Sunday, 14 June 2009

Scythe and Green Fair in Somerset


The South Somerset Green Fair and Scythe Festival
is one that I attended with my family, as visitors. I knew that we might meet a couple of people we already knew, but unexpectedly saw many familiar faces.
On entering the show the first few stalls were tat and tool stalls. Oh what heaven for me, and a 'come on, lets look around the whole fair' from the family. I had a quick look, but managed to get back to have a proper look a bit later. I bought a cross-cut saw in more or less unused condition, and a pot or kettle hanger for an open fire.

















This old Allen scythe was on sale, a fearsome beast, a predecessor to the bush-cutter and rarely used these days.













Next we met up with Steve Tomlin, who lives north of Dartmoor, and who is a bowl-turner on the pole lathe, and spoon maker. As with most green woodworkers he also makes all sorts of other stuff like hay-forks, and snaths, which is the proper name for scythe handles.
































On the stall next to Steve was Mike Abbot with course details, a few books for sale, and his shave horse.












Above is Mark, a member of the Landmatters community. The last time I saw him at his pitch was in Totnes market, over a year ago. Mark sells Gransfors Bruks axes and Frost knives. Not only a seller of edge-tools but a creative writer and deep in conservation here with Lucy.

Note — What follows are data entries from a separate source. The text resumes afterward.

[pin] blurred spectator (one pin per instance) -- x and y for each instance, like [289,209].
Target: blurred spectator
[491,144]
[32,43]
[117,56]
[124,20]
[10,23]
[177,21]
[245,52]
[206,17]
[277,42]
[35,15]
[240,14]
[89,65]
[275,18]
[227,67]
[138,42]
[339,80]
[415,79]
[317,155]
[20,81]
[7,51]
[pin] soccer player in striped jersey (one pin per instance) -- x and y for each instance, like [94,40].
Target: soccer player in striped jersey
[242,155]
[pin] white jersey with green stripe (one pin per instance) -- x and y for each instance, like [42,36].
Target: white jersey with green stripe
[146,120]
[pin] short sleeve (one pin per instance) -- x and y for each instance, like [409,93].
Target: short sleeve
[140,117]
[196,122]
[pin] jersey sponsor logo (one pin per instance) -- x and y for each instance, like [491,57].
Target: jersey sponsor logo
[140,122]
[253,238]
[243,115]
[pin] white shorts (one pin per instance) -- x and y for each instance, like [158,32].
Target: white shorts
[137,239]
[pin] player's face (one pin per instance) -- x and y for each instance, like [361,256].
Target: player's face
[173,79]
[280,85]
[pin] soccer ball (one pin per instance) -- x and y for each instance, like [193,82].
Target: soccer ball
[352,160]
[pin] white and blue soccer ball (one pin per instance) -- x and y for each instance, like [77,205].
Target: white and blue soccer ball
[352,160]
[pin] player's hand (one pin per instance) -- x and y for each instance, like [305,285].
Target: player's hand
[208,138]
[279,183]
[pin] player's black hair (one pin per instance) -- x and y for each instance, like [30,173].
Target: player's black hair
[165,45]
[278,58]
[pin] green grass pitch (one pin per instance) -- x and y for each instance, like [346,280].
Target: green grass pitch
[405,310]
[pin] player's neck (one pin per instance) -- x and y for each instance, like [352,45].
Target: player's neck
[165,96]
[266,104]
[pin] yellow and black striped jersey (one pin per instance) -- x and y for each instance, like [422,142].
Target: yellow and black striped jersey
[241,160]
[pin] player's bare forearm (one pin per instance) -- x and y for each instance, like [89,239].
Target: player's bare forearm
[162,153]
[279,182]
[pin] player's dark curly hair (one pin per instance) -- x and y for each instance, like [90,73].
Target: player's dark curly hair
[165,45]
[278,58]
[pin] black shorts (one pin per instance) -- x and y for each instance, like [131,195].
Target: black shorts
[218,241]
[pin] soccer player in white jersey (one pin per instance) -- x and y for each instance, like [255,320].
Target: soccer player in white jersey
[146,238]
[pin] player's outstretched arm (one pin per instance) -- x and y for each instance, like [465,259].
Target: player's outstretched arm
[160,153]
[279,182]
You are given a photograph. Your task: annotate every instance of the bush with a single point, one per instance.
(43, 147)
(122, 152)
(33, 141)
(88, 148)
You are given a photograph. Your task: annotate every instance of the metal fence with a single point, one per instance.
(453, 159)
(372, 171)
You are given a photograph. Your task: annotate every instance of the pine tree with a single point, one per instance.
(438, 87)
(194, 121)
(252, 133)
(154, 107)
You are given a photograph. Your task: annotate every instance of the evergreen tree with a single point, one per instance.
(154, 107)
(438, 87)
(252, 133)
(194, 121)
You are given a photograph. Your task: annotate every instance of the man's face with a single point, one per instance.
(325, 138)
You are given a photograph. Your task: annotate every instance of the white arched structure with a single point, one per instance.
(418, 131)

Just around the corner was alarge marquee: The Scythe Shop. Outside of this were lots of wooden stumps with metal anvils set into the top. Apparently, with Austrian scythes the edge is peened every 4 or so hours of grass mowing. Peening is the hammering of the scythe edge, which make the metal edge thinner. The angle of the bevel of the scythe is long and very acute, which makes for an edge which is not durable, but can slice easily through grass. In America and Britain we do not peen the edge but grind it instead, our blades having a different profile to Austrian blades which makes them easier to grind. Peening will also case-harden the edge. The edge is then honed with a very fine grade wet stone.


















A lovely home made snath, made by Steve from Ceredigion. I hope I have remembered your name correctly.












Mike Abbot author of Green Wood working, competing in one of the many heats of the scything competition. Is grass mowing the new pass-time for bodgers?












The finalists of the competition waiting to draw lots, to see which square of grass they will be mowing.













Mark Allery just finishing off his square in the final.














Mike, again, demonstrating the use of his hay rake. All the grass is raked off the competitors square, so the quality of the cut can be judged.












This is Marks finished square, sorry Mark but as you know it is not the best cut square on the field, but nonetheless I was well impressed with how quickly you cut your it.












This is what really good mowing should look like.